Pasta Alla Norma With Sweet Pink Sauce And Fresh Mozzarella
A delightful twist on the classic Sicilian dish, this Pasta alla Norma features a creamy sweet pink sauce enriched with fresh mozzarella for a comforting and flavorful meal.
Ingredients
Ingredients
- 1 large eggplant
- 2 tbsp olive oil
- 400 g pasta
- 1 medium onion
- 2 cloves garlic
- 1 can (400g) crushed tomatoes
- 1/2 cup heavy cream
- 1 tbsp balsamic vinegar
- 1 tsp sugar
- to taste salt
- to taste black pepper
- 250 g fresh mozzarella
- to garnish fresh basil
- optional grated parmesan cheese
Instructions
- Roast 1 large eggplant, cubed, in an oven at 400°F (200°C) for 25 minutes, drizzling with olive oil and seasoning with salt.
- Cook 400g of pasta in a large pot of salted boiling water until al dente, following package instructions.
- In a large skillet, heat 2 tablespoons of olive oil over medium heat, then sauté 1 diced onion and 2 minced garlic cloves until translucent.
- Add 1 can (400g) of crushed tomatoes and stir, cooking for about 5 minutes until slightly thickened.

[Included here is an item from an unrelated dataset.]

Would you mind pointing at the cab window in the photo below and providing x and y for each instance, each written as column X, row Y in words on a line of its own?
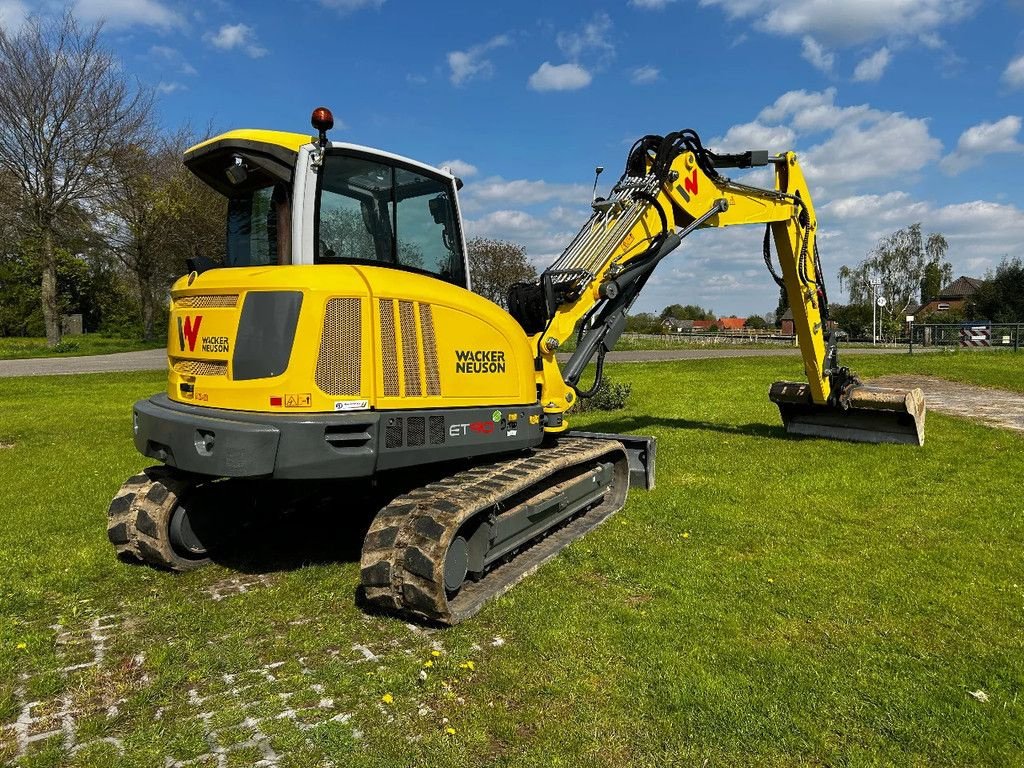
column 387, row 215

- Pour in 1/2 cup (120ml) of heavy cream and 1 tablespoon of balsamic vinegar, stirring to combine.
- Add in 1 teaspoon of sugar to balance the acidity and season with salt and pepper to taste.

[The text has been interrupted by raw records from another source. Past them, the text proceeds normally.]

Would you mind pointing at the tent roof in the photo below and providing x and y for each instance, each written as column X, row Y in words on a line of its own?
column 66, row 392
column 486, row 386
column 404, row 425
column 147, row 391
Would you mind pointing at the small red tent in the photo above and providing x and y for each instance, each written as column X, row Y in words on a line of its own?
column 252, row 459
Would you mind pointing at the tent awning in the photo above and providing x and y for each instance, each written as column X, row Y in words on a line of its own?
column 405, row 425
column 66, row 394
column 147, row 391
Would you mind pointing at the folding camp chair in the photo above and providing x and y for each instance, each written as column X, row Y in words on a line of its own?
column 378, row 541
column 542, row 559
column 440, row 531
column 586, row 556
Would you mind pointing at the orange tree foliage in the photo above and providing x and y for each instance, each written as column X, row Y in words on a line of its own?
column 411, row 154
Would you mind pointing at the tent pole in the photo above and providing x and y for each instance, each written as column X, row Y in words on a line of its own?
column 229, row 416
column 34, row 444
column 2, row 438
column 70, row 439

- Mix in the roasted eggplant and cook for an additional 5 minutes.
- Drain the cooked pasta and reserve 1/2 cup of pasta water.
- Combine the pasta with the sweet pink sauce, adding reserved pasta water gradually until desired consistency is achieved.
- Tear 250g of fresh mozzarella into pieces and gently fold into the pasta until slightly melted.
- Garnish with fresh basil leaves and additional grated Parmesan cheese if desired.
- Serve immediately and enjoy the rich flavors with a side of crusty bread.